After you have set up FortiGuard and enabled the feature, the FortiDDoS system downloads the most recent definitions file and then maintains updates for it according to the schedule you configure.

The Dashboard > Status: License Information portlet and System > FortiGuard: License Information both display the status of the most recent update (IP Reputation Service Definition). If the download is successful and new definitions are available, the lists are replaced; otherwise, the previous list remains in use. The License Information portlet will also display the status of your IP Reputation license IP Reputation Service Contract Date). If your license expires, the IP Reputation database is removed from the appliance. This is to prevent stale entries from affecting your traffic. You can configure how the FortiDDoS system receives scheduled updates.

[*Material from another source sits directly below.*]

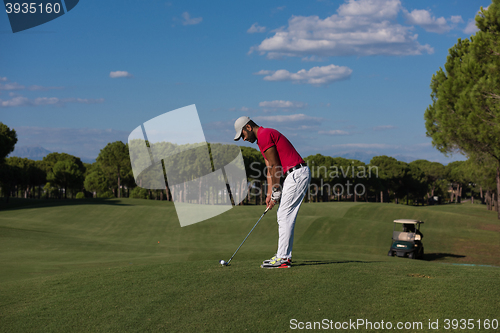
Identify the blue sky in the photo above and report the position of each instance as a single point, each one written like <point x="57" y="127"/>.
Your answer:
<point x="335" y="77"/>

Note: Since an IP Address is seen in both the inbound and outbound traffic, IP Reputation will drop any packet it sees containing the IP Reputation address, even if FortiDDoS does not see one direction of the traffic in asymmetric environments.

Field/Selection

Description

Recommendations

(For Web Servers, Firewalls, DNS Servers)

Name 1-35 characters (a-Z, 0-9, "-", "_" only)

IP Strict Anomalies

Drops packets where:

  • IP version other than 4 or 6
  • Header length less than 5 words
  • End of packet (EOP) before 20 bytes of IPv4 Data
  • Total length less than 20 bytes
  • EOP comes before the length specified by Total length
  • End of Header before the data offset (while parsing options)
  • Length field in LSRR/SSRR option is other than (3+(n*4)) where n takes value greater than or equal to 1
  • Pointer in LSRR/SSRR is other than (n*4) where n takes value greater than or equal to 1
  • For IP Options length less than 3

Recommended enabled for all SPPs.

If traffic appears to be affected, disable to troubleshoot.

This parameter has been default-enabled on FortiDDoS for many years and has never been seen to cause failure of legitimate traffic.

IP Private Check Drops packets where the Source IP is from the Internet Private address space such as 10.0.0.0/8.

IP Multicast Check

Drops packets where the Source IP is from the Internet Multicast address space such as 224.0.0.0/24.

IP Fragment Check

Other Protocol Fragment

Drops fragmented packets from Protocols other than TCP or UDP

Expert use. Normally not recommended. Use Fragment Thresholds. Use only for specific applications - e.g. Drop UDP fragments ONLY for servers that NEVER see UDP traffic.

TCP Fragment

Drops fragmented TCP packets.

UDP Fragment

Drops fragmented TCP packets.

IP Reputation Categories

DDoS

Downloads IP Reputation files to ACL only known DDoS and C&C IPs.

Requires FortiGuard IP Reputation Subscription. Use as desired.

Anonymous Proxies

Downloads IP Reputation files to ACL only known Anonymous Proxies.

Phishing

Downloads IP Reputation files to ACL only known phishing sites.

Tor

Downloads IP Reputation files to ACL only known Tor exit nodes.